The state government recently committed A$15 million to support the scale up of the National Battery Testing Centre in Brisbane, Queensland’s capital city, and is preparing to launch a Queensland Battery Strategy later this year.

The iron electrolyte flow battery is IP held by US manufacturer ESS Inc. Unlike vanadium redox flow batteries for which many patents expired several years ago, Oregon-headquartered ESS Inc remains the only company able to manufacture and license the technology.

Renewable energy investment group Sword and Stone Capital Management, which is behind ESIAP and shares much of its leadership team, said in a presentation to the Queensland government a while back that it spent four years evaluating and researching different energy storage technologies it could support.

It found that ESS Inc’s battery met its criteria of offering long-duration (6+ hours) storage, was low toxicity, low cost and highly reliable. It can be cycled frequently over a long lifetime with no degradation and everything, including the electrolyte, is recyclable, while the battery poses no explosive risk, Sword + Stone said.

With DC-to-DC roundtrip efficiency greater than 75% and sub-second response times to grid stability events, the battery attains its lowest levelised cost of storage (LCOS) when frequently cycled.

ESS Inc will be a familiar name to Energy-Storage.news readers. The company recorded something of a milestone for the energy storage industry when it became the first company to offer customers a “world-first” long-term insurance plan for battery storage through Munich Re in 2019. It has since extended that deal to long-term warranties.

It makes two scales of storage system, with the larger of the two, Energy Warehouse, configurable from 3MW up to 1GW, up to 16-hour duration (although the ‘sweet spot’ is considered to be between 10 and 14 hours) with 96% plant availability, over an expected 25-year lifetime and no requirement for HVAC.

Factory will ramp up to 400MW annual output by 2026

Sword + Stone said its joint venture (JV) with ESS Inc would be for manufacture, distribution and operation of iron flow batteries, targeting market demand in the Australian, Pacific and then later Southeast Asia regions.

According to Stuart Parry, a director at both ESIAP and Sword + Stone, the Maryborough factory is expected to be operational by 2024 and then ramped up in 2026 to produce 400MW of iron flow batteries annually. Around 500 workers will be employed at the Maryborough site.

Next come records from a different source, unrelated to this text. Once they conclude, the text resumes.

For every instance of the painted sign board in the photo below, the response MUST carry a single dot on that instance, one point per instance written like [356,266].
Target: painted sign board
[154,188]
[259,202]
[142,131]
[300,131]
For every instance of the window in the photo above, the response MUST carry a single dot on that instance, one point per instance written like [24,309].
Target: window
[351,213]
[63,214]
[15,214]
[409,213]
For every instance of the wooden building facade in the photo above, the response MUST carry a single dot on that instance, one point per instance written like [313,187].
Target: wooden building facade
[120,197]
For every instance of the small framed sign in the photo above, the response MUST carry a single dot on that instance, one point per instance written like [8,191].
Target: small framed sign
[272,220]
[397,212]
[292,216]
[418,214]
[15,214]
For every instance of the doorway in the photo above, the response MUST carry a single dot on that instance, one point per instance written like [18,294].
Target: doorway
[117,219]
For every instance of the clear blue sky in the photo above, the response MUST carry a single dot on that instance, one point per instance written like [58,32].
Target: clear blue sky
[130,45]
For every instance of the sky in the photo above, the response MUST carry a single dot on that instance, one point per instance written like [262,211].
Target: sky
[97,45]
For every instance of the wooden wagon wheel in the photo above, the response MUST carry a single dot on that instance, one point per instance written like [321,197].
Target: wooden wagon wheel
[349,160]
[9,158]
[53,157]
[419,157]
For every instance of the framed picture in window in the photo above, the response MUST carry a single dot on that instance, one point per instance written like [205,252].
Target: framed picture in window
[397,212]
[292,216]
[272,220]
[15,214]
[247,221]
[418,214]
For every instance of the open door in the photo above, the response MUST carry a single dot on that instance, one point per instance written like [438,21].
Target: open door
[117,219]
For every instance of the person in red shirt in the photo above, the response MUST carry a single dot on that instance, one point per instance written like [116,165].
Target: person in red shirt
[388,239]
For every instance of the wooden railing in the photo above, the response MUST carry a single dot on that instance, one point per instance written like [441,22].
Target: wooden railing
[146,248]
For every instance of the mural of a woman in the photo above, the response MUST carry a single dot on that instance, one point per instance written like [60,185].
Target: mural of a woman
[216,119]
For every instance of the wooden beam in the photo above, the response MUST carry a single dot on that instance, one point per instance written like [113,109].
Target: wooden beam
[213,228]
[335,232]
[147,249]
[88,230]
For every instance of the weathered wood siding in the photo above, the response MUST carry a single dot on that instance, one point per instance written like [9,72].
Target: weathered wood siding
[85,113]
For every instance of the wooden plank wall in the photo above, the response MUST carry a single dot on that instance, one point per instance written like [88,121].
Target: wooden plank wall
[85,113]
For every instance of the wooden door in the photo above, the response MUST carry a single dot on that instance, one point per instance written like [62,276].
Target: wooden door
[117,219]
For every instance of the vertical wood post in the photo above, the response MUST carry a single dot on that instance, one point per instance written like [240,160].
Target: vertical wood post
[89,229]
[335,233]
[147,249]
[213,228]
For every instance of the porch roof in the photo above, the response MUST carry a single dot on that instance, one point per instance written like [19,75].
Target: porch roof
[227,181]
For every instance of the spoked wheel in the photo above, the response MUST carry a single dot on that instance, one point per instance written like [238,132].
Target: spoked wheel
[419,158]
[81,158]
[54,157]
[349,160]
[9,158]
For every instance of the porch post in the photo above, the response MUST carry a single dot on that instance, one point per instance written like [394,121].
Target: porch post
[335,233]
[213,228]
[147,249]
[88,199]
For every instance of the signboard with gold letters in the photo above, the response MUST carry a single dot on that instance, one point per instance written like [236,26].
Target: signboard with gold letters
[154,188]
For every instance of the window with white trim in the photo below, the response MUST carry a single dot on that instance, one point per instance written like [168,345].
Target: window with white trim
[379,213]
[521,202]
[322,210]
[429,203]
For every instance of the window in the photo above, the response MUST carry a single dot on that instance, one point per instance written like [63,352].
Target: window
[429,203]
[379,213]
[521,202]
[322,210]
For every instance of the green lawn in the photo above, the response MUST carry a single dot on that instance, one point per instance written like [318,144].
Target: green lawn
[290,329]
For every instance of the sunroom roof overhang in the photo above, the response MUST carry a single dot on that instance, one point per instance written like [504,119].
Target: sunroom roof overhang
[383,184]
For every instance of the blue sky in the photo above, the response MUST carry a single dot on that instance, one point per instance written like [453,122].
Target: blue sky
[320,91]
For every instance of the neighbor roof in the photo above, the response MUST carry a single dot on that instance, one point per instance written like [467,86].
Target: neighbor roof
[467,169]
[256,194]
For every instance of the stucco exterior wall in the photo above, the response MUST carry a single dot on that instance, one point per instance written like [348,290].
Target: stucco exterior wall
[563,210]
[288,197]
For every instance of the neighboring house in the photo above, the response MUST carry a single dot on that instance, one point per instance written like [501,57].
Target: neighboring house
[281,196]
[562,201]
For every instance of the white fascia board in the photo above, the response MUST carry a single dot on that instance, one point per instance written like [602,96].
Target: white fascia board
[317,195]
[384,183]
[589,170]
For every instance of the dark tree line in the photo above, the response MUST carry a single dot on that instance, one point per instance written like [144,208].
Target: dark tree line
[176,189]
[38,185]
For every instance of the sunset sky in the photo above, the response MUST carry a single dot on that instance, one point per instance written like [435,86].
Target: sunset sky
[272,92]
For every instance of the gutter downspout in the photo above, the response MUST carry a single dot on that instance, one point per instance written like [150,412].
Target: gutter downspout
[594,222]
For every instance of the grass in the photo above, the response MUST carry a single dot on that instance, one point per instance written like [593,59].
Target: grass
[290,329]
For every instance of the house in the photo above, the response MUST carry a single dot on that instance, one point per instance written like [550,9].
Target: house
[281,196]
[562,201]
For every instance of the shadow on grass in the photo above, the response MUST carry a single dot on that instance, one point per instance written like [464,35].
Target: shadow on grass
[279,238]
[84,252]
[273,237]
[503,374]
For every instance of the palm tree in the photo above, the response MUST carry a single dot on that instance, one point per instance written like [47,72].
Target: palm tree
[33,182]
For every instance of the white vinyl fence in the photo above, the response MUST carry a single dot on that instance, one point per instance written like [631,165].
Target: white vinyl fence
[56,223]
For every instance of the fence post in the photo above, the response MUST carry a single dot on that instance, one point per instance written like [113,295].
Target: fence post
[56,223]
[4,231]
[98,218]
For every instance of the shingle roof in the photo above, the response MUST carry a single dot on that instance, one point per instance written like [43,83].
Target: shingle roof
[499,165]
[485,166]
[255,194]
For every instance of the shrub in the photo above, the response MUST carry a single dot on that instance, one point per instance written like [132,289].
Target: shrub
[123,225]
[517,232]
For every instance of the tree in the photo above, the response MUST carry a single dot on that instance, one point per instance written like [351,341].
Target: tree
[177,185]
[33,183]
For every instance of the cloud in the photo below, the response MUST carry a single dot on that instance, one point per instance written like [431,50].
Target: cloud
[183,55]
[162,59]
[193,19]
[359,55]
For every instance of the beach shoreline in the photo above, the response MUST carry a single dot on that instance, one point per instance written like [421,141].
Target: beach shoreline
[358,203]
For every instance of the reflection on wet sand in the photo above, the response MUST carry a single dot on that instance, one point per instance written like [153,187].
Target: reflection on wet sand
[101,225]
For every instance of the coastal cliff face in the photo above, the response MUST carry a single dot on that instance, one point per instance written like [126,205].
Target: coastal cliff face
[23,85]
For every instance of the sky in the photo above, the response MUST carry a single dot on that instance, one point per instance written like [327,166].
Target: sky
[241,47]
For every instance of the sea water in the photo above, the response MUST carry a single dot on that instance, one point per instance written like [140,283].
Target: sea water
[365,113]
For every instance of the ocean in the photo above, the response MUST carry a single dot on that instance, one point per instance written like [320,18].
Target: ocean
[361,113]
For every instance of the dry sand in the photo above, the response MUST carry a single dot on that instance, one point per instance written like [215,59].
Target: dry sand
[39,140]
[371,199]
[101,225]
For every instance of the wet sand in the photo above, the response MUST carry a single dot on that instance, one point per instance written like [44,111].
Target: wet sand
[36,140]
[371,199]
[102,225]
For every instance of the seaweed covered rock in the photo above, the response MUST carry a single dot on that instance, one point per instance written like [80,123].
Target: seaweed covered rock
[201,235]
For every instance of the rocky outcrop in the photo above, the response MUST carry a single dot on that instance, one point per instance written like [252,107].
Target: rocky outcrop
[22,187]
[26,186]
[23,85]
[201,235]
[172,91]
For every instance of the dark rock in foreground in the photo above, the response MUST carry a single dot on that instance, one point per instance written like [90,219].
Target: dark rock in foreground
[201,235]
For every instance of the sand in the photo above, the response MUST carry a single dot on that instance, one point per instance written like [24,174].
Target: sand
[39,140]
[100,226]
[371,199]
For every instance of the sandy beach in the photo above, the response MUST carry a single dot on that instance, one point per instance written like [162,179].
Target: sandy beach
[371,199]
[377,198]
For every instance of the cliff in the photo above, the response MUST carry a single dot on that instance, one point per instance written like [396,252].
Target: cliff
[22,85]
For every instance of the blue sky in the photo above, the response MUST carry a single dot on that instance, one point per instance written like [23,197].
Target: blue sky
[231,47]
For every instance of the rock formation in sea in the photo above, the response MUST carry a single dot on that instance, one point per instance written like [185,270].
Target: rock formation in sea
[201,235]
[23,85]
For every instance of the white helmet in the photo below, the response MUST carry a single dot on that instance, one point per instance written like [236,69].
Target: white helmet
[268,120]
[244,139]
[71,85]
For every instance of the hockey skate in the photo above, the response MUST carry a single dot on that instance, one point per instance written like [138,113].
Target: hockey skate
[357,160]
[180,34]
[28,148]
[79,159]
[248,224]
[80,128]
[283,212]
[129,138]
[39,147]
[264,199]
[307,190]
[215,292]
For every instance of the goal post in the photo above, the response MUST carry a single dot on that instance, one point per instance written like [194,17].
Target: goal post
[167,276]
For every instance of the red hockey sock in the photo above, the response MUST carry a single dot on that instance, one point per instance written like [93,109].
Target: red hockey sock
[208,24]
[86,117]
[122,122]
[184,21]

Up to 80% of its components can be procured locally within Queensland and there will be plenty of renewable energy installations in the state that can leverage the products, Deputy Premier Steven Miles said.

“Energy storage is key to unlocking Queensland’s renewable energy revolution as we power towards our target of having 50% renewables by 2030. Queensland is becoming a renewable energy superpower and we’re well-positioned to be Australia and Asia-Pacific’s energy storage gateway,” Miles said.

While it will be the only iron flow battery factory in Australia so far – at least until ESIAP is able to follow through on tentative plans to develop another, most likely in Townsville, Queensland – it won’t be the only facility dedicated to flow batteries by a long shot.

Various companies are developing vanadium redox flow battery (VRFB) assembly plants, VRFB electrolyte production facilities and upstream vanadium extraction and processing capabilities in the country. VRFBs were invented in Australia at the University of New South Wales.

Queensland’s state government is itself investing in the construction of a vanadium processing hub, committing at least A$10 million to the plan. This could help it capitalise on natural resources within Queensland, with funding coming from an economic recovery fund, Energy-Storage.news reported last November.

Meanwhile, another prominent player in the Australian flow battery space is Redflow, which makes a redox flow battery using zinc-bromine electrolyte and recently completed its first megawatt-scale project at a waste-to-power plant in California, US.